Advantages and drawbacks of CVL
Creditors Voluntary Liquidation (CVL) offers many benefits, but it’s important for directors to balance these against its drawbacks. Understanding both the opportunities for resolution and the potential challenges it presents is essential for directors to have a well-informed understanding of the process.
- Advantages of Creditors Voluntary Liquidation (CVL)
- Streamlined closure and debt resolution
CVL allows directors to formally wind up an insolvent company with shareholder approval, leading to the write-off of all unsecured debts. This process provides a clear end to the company’s existence and financial obligations.
- Options for business continuity and asset transfer
Through pre-pack liquidation under CVL, assets can be transferred to a new or existing company, enabling uninterrupted business operations and potential employee transfers under TUPE regulations.

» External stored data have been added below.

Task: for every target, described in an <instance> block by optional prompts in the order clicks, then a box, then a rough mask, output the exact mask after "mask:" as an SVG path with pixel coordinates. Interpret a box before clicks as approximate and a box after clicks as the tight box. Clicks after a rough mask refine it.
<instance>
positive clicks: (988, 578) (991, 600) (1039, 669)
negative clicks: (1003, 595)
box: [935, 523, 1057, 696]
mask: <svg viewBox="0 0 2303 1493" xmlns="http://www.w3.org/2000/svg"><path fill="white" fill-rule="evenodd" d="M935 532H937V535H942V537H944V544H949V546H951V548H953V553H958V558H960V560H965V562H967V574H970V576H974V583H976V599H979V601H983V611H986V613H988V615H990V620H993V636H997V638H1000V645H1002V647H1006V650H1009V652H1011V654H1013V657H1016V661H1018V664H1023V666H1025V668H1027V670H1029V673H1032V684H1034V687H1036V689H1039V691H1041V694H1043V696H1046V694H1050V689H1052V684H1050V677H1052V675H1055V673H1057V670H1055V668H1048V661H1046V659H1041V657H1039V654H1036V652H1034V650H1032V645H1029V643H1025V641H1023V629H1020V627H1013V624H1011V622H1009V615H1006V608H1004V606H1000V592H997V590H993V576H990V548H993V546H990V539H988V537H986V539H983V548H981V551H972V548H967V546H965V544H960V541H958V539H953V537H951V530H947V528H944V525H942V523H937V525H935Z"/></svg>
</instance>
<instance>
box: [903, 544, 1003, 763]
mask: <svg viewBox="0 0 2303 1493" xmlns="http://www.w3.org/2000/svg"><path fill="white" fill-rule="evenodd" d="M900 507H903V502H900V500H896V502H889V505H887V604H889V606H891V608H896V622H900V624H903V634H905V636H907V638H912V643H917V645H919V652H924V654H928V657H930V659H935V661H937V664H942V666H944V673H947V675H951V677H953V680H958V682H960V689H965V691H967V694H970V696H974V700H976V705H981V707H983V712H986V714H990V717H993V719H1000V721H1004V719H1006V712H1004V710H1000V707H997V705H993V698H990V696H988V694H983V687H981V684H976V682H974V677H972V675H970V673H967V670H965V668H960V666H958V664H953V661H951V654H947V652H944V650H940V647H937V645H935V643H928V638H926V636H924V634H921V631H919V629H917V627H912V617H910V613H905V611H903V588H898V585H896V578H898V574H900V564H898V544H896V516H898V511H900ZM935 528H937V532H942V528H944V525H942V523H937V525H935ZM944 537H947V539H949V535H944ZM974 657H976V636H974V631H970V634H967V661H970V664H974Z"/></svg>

- Legal protection and compliance
Initiating CVL halts all legal actions against the company and demonstrates the directors’ commitment to legal obligations and creditor prioritisation. This approach reduces the risk of accusations of wrongful trading during insolvency investigations.
- Director autonomy and future opportunities
CVL allows directors to maintain control over the liquidation process, including selecting the liquidator, and does not restrict them from holding directorships in other companies. This facilitates future business involvement and offers opportunities for a fresh start.
- Ease of management and reduced burden
The insolvency practitioner manages all communications with creditors, easing the director’s responsibilities. Additionally, CVL leads to the cancellation of leases and contracts, further reducing the company’s ongoing financial commitments.
- Employee and director entitlements
Those affected by the company’s closure, including employees and directors, may be eligible for statutory entitlements such as redundancy pay, holiday pay, and unpaid wages.
- Drawbacks of Creditors Voluntary Liquidation (CVL)
- Personal liability for overdrawn Directors’ Loan Accounts (DLA)
Directors may become personally liable for any overdrawn loan accounts when the company enters liquidation.
- Restrictions on reusing company name
Directors are prohibited from using or being involved in a business with the same or similar name for five years post-liquidation, with limited exceptions.
- Employee Redundancy
All employees will be made redundant when the company enters CVL, although they may have the opportunity to transfer to a new company under TUPE regulations and claim statutory entitlements.
- Personal guarantees
Directors who have provided personal guarantees for company debts are obligated to repay these debts, even after the company enters CVL.